One of the problems faced by law enforcement and judiciary systems, though, is that there has been a lack of a consensus concerning the definition of the term ‘organized crime’. This has resulted in a failure to formulate laws that can effectively combat this problem on both a national and international level. This conundrum is further compounded by the differences that exist between judicial systems and police strategies both on a national and international level resulting in a scarcity of information sharing between organizations (Roth, 2010: 6).
Organized crime groups, aware of such discrepancies, have exploited these to their advantage.

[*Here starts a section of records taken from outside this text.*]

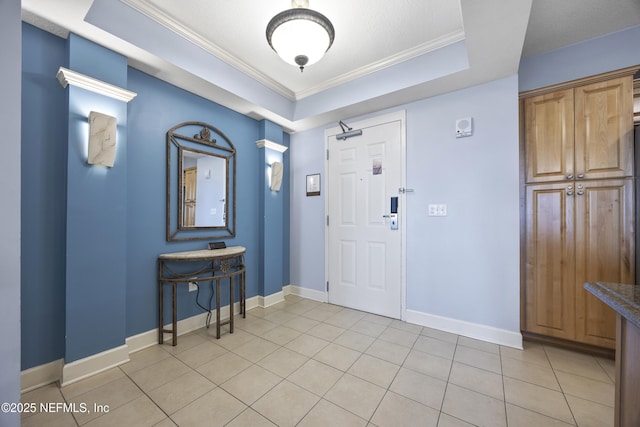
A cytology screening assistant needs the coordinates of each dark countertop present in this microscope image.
[584,282,640,329]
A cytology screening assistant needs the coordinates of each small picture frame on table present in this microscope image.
[307,173,320,197]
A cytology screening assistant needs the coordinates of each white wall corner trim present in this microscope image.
[56,67,138,102]
[406,310,523,350]
[256,139,289,153]
[60,344,129,387]
[20,359,64,393]
[282,285,329,302]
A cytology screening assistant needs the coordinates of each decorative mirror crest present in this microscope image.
[167,122,236,241]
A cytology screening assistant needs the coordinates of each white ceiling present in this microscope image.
[22,0,640,131]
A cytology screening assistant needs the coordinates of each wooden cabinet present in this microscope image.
[524,89,575,183]
[575,179,635,348]
[524,76,633,183]
[522,74,635,349]
[525,183,576,339]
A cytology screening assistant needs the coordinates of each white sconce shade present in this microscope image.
[271,162,284,191]
[87,111,118,167]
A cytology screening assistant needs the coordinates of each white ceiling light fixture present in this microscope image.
[267,0,335,72]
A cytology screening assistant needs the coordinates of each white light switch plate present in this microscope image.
[428,204,447,216]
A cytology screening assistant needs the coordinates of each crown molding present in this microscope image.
[120,0,466,102]
[121,0,295,101]
[56,67,138,102]
[256,139,289,153]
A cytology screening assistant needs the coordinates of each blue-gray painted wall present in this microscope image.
[20,25,68,369]
[0,0,22,427]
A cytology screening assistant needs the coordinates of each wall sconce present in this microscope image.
[271,162,284,191]
[87,111,118,167]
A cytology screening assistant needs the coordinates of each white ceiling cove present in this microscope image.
[22,0,640,131]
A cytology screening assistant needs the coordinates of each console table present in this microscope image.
[158,246,246,346]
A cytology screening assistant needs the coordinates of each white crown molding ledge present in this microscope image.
[56,67,138,102]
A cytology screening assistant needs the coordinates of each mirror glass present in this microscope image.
[180,150,227,228]
[167,122,235,240]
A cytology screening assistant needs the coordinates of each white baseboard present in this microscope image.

Realising this shortcoming and the dangers thereof, the United Nations attempted to formulate a working definition of organized crime at the 2000 Convention against Transnational Organized Crime (TOC). Due to the intricate and complex notion of organized crime, international representatives failed to achieve consensus on a working definition of the term (Lyman & Potter, 2011:8). To overcome this impasse, the UN representatives instead adopted a broad definition of organized criminal groups which they defined as:
a structured group of three or more persons, existing for a period of time and acting in concert with the aim of committing one or more serious crimes or offences established in accordance with this Convention, in order to obtain, directly or indirectly, a financial or other material benefit (TOC Convention, Article 2(a)).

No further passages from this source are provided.